Know that Koblitz curves have special traits which gave birth to a lot of
literally insane optimization algorithms. Also know that I did not
implement any of these. It might be a topic for later papers. Instead,
the above laws have been implemented naively. What requires a wee bit of
attention is the point multiplication algorithm. First of all, point
multiplication is defined as the n-fold addition of a point P. Here, n
is any integer number. We will use a standard square & multiply (double
& add) algorithm to implement the point multiplication using point
addition. Hence, we will view the integer number as a bitstring and
consequentially, we can use the same data type for 576-bit polynomials and
576-bit integer numbers.
---------------------------------------------------------
Double & Add Point Multiplication Algorithm
---------------------------------------------------------
Input: Point P, Polynomial k(x) over Z
Output: k(2)*P
SET Q := P
FOR i = deg(k), ..., 0 DO:
Q := Q+Q
IF bit i of k(x) is set THEN:
Q := Q+P
RETURN Q
---------------------------------------------------------
Our work here is almost done. The only remaining problem is - how do we
find a point on the curve? (1,1) and (1,0) are trivial solutions, but
they are of such small order that they are not really suitable for key
exchange via ECDLP. On the other hand, |E(F)| ~= q, where q = |F| (there
are approximately as many points on the curve as there are elements in
the underlying field). Since we have q² possible point combinations, we
have a probability of 1/q ~= 2.59e-172 that a random point actually
satisfies the curve equation.
We will work around this problem the same way we worked around most
problems so far - we won't solve it. The following point is, according to
[F1], a generator point of the koblitz curve we chose in little Endian
notation:
PGEN = {
0xA01C8972,0xE2945283,0x4DCA88C7,0x988B4717,0x494776FB,0xBBD1BA39,
0xB4CEB08C,0x47DA304D,0x93B205E6,0x43709584,0x01841CA4,0x60248048,
0x0012D5D4,0xAC9CA297,0xF8103FE4,0x82189631,0x59923FBC,0x026EB7A8,
0x3EF1C7A3,0x01CD4C14,0x591984F6,0x320430C8,0x7BA7AF1B,0xB620B01A,
0xF772AEDC,0x4FBEBBB9,0xAC44AEA7,0x9D4979C0,0x006D8A2C,0xFFC61EFC,
0x9F307A54,0x4DD58CEC,0x3BCA9531,0x4F4AEADE,0x7F4FBF37,0x0349DC80 }
What is a generator point? A point P of E(F) is called a generator point
if and only if for every Q in E(F), there is an integer number n such
that nP = Q. In plain English, this point generates the entire curve.
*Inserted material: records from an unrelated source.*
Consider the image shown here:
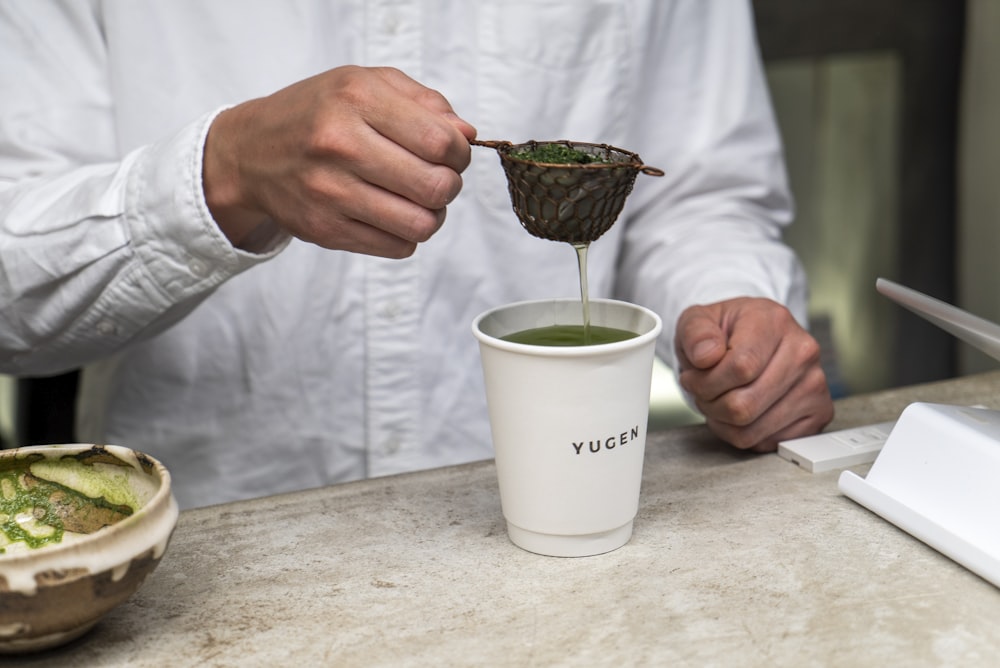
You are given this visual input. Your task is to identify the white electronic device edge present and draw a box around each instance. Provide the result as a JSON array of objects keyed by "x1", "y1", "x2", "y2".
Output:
[
  {"x1": 875, "y1": 278, "x2": 1000, "y2": 360},
  {"x1": 778, "y1": 420, "x2": 896, "y2": 473},
  {"x1": 837, "y1": 402, "x2": 1000, "y2": 587}
]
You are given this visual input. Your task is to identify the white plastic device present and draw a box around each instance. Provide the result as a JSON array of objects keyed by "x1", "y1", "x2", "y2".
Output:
[
  {"x1": 778, "y1": 420, "x2": 896, "y2": 473},
  {"x1": 838, "y1": 402, "x2": 1000, "y2": 587}
]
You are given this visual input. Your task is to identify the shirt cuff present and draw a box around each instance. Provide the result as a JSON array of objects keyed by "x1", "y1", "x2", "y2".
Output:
[{"x1": 125, "y1": 107, "x2": 291, "y2": 301}]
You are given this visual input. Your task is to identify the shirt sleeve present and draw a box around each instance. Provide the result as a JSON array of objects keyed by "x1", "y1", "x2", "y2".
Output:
[
  {"x1": 0, "y1": 0, "x2": 288, "y2": 375},
  {"x1": 617, "y1": 2, "x2": 807, "y2": 369}
]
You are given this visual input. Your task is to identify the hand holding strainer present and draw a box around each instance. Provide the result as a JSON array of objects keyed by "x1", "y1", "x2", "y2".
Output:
[{"x1": 470, "y1": 140, "x2": 663, "y2": 244}]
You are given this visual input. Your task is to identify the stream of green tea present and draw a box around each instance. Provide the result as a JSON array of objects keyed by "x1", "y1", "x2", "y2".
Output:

In step (1) of the key exchange, explained in the last paragraph of
chapter (iii), we will always choose the point PGEN. Now, having cheated
our way around the more cumbersome problems of ECC, we shall have some
fun.
-[ vi ]---------------------------------------------[ Implementation ]-----
"I considered life, I implemented life, now, life is boring."
- thE AWKz
In the Appendix, you will find the following files:
binfields.h curve.h
binfields.c curve.c
The binfields module implements polynomial extension fields modulo the
prime polynomial presented in (iv). All operations are implemented as
described in (iv) and provide sufficiently fast arithmetics. The curve
module implements the koblitz curve E0 as described in (iv).
Note that the curve module has not been optimized for speed. I have
tested the Module, and for a full-blown key exchange, the algorithm takes
around 3-4 seconds, which means an effort of max. 2 seconds for each
party. This is reasonably fast and definitely fast enough for any
real life application. On a slow box, this might grow to time spans
of 10 seconds, but I still think it is within acceptable range.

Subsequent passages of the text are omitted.